Downtowngal/Wikimedia Commons

Notwithstanding a flood of upbeat headlines and stories in the last 24 months, chronicling the falling price of clean energy and the rapid expansion of solar and wind generation, “the world is, unfortunately, not moving away from fossil fuels,” researchers Sean Sweeney and John Treat write in a white paper for Trade Unions for Energy Democracy.

Far from it, they say. In fact, “much of the recent optimism is misplaced, misleading, and disarming. It must be rejected and replaced with a more sober perspective.”
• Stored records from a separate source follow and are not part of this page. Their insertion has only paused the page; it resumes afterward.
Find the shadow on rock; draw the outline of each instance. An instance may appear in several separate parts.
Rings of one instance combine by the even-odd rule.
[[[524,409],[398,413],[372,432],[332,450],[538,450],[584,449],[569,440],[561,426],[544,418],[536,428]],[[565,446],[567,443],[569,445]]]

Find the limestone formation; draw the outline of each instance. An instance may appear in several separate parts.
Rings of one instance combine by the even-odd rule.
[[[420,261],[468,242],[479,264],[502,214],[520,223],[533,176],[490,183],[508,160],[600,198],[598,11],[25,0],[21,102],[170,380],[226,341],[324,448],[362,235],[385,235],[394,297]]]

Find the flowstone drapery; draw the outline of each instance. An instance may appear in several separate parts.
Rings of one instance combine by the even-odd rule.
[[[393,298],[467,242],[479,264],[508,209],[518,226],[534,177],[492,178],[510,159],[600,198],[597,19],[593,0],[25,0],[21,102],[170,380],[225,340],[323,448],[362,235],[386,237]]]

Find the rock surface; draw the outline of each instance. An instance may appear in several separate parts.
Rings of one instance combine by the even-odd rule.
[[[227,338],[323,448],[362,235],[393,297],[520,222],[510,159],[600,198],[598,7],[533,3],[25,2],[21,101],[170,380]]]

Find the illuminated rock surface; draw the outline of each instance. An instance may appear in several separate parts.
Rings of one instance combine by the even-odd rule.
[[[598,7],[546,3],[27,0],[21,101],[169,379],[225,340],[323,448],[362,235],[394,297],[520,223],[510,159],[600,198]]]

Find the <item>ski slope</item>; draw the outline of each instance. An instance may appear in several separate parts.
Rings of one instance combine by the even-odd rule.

Over the months and years, The Energy Mix and the publications we monitor have noted how wind is supplying more than half the power consumed in Texas (home to Houston, capital of the world’s oil business), and how solar is cheaper than natural gas in other parts of the United States and could be the world’s least expensive energy source by 2025 (it’s already undercutting coal in India). We’ve written about data from the U.S. Department of Energy, explaining why clean energy prices will fall in the years to come, and studies that show renewables with enough muscle to perform the economy’s heavy lifting.

Sweeney and Treat are unimpressed. Writing the latest in a series of policy papers for the TEUD, a global initiative to “advance democratic direction and control of energy in a way that promotes solutions to the climate crisis, energy poverty, the degradation of both land and people, and responds to the attacks on workers’ rights and protections,” the researchers give a blunt assessment of the world’s continued primary reliance on fossil fuels.

“The major recent studies,” they contend, “leave little doubt that the world is not moving away from fossil fuels. On the contrary, they show that although there are changes taking place within the overall energy economy, what is happening cannot be considered a full-force transition to a renewables-based energy system. Renewables are today a thorn in the side of major fossil fuel interests (particularly coal companies), but they are not seriously challenging the dominance of fossil-fuel-based power.”

Measured against the targets in the Paris agreement, “the progress in renewable energy deployment to date, while very real, is profoundly inadequate in terms of reducing emissions to levels that are consistent with the ‘well below 2 degrees Celsius’ threshold,” they add.

The two authors concede that optimists have found validation in the decline of the coal industry, falling investment in fossil energy, and rising investment in clean sources, as well as the decoupling of economic growth from energy consumption, slowing energy demand, and the levelling-off greenhouse gas emissions.

However, they unpack several of these apparent trends, noting that energy demand is expected to continue to grow through at least 2040, rising over current levels by somewhere between one-third and half. The fossil industry’s financial woes, they note, have more to do with an oversupply of oil than competition from clean energy providers.

Meanwhile, despite eye-watering rates of growth, “it is highly misleading to suggest that renewable energy is displacing fossil fuel-based power,” the pair asserts. “At the end of 2015, wind and solar PV combined still generated just 4.9% of global electrical power. The percentage of electricity generated by fossil fuels—66% in 2015, according to the IEA—has barely changed since 1990. Other key economic sectors (most obviously transport) continue to be almost entirely dependent on fossil fuels.”

Finding “no basis for the belief that a substantial transition away from fossil fuels is either imminent or inevitable,” the researchers say it is “distracting and politically disarming” for clean energy advocates to pretend that one is under way. “By promoting a false optimism, the advocates of ‘green growth’ have decoupled their own ideologically-driven aspirations from indisputable and genuinely grave realities.”

In response, Treat and Sweeney call for “energy systems controlled by ordinary people, in partnership with well-run and accountable public agencies, to manage and reduce energy demand while providing electrical power to everyone for basic needs and truly sustainable forms of human and social development.”